You have a few choices:

1. You can tar (or zip) up the stuff in site-packages/sorl on the old
box, to move to the new box. You may have to get rid of the .pyc
files. You will probably have to get rid of any .pyo and .pyd files,
and then what has been copied is probably not enough to regenerate
them (unlike the .pyc files).

2. Better would be if you could find an egg or tar file for the
version you had been running, then install that in place of the sorl
that you have.

3. You could fix the code in question:

with open(data.temporary_file_path(), 'rb') as fp:

is roughly equivalent to:

try:
fp = open(data.temporary_file_path(), 'rb')
<The code that was "inside" the "with"
finally:
fp.close()

It should (sing the file is opened for reading, and not writing) even
work without
the try-finally-close, but could consume extra memory (on average).
But there may be more stuff.

4. While it is extra work, it is easy to install more than one version
of python on, especially, a linux box.
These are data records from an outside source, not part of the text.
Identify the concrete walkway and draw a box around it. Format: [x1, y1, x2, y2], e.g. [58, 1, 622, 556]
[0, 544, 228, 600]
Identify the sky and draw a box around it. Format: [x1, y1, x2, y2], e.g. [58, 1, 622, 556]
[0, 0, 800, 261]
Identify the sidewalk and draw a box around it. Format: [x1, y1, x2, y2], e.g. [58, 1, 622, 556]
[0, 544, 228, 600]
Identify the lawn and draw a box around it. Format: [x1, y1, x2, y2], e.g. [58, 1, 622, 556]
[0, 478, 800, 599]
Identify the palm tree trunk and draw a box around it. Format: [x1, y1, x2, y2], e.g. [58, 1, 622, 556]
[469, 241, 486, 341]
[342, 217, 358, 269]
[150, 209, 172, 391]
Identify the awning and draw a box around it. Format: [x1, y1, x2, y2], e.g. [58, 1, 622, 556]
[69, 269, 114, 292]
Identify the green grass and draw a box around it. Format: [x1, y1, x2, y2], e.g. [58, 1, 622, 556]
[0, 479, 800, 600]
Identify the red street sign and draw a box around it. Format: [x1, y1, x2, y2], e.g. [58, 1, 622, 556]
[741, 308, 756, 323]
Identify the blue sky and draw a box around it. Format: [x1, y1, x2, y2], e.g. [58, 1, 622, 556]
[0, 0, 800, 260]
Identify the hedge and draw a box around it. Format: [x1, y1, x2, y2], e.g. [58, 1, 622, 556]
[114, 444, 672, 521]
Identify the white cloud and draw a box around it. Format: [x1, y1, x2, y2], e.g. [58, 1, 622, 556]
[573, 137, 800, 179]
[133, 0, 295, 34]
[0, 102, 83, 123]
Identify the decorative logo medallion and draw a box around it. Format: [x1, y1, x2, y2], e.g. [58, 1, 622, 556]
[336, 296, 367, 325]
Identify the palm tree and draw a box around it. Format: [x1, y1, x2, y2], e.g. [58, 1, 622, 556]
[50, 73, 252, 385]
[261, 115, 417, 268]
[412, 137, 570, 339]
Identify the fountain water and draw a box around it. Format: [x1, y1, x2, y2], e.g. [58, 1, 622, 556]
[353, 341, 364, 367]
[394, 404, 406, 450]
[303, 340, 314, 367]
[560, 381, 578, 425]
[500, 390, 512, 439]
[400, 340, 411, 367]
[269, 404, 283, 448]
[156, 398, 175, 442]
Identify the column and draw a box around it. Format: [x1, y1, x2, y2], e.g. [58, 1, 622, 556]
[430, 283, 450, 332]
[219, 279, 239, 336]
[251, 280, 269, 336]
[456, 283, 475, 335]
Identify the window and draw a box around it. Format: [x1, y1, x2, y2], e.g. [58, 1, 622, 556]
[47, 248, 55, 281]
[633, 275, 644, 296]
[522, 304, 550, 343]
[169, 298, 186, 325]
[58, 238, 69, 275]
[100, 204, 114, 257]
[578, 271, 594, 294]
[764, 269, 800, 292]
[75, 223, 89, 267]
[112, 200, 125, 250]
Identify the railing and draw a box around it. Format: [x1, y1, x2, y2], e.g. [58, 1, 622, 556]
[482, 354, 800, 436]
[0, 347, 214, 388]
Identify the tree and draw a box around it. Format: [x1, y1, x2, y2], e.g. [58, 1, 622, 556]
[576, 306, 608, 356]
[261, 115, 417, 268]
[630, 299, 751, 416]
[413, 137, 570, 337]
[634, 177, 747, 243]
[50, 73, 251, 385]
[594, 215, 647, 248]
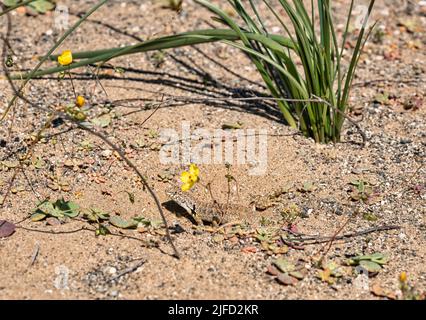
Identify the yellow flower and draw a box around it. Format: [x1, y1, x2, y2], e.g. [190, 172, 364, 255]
[399, 271, 407, 283]
[75, 96, 86, 108]
[189, 163, 200, 180]
[180, 164, 200, 191]
[58, 50, 72, 66]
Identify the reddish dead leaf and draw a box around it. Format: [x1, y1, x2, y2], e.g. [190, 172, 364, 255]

There may be a 2.5 or 2.6
package for CentOS5 somewhere. Building python from source is not
hard, but has pitfalls. The major trick to know about is that you
don't want to say "make install" at the end, but rather "make
altinstall" (documented in the python build instructions). That
performs all the same steps, except it does not link the name "python"
to the executable. Typing "python" still will get you (and all the
system management scripts that use python on a Red Hat derivative OS)
version 2.4. You have to type, for example "python2.6" to use the
other python.

Sadly, building python would mean that you also have to build
mod_wsgi, and now we are getting pretty complex, if you haven't done
that sort of things before.

By the way, you probably don't want to go all the way to python 2.7 if
you're trying to run very old python code. 2.7 introduces some
backwards incompatibilities as part of trying to persuade folks to go
to python 3.x. The one that I've hit is the fact that "as" is now a
keyword, and can't be used as a variable name ("As" can, however),
which was how it was used in a third party library that I needed.

5. You could bump to CentOS 6, and port the site to modern Django
(and other package) versions. That may sound like a lot of work, but
I suspect that it's comparable to the effort in all above but #2, and
#2 only works if you can find the package, and if there aren't other
problems with other packages. And you get additional perks, including
better maintainability, with updating to modern stuff.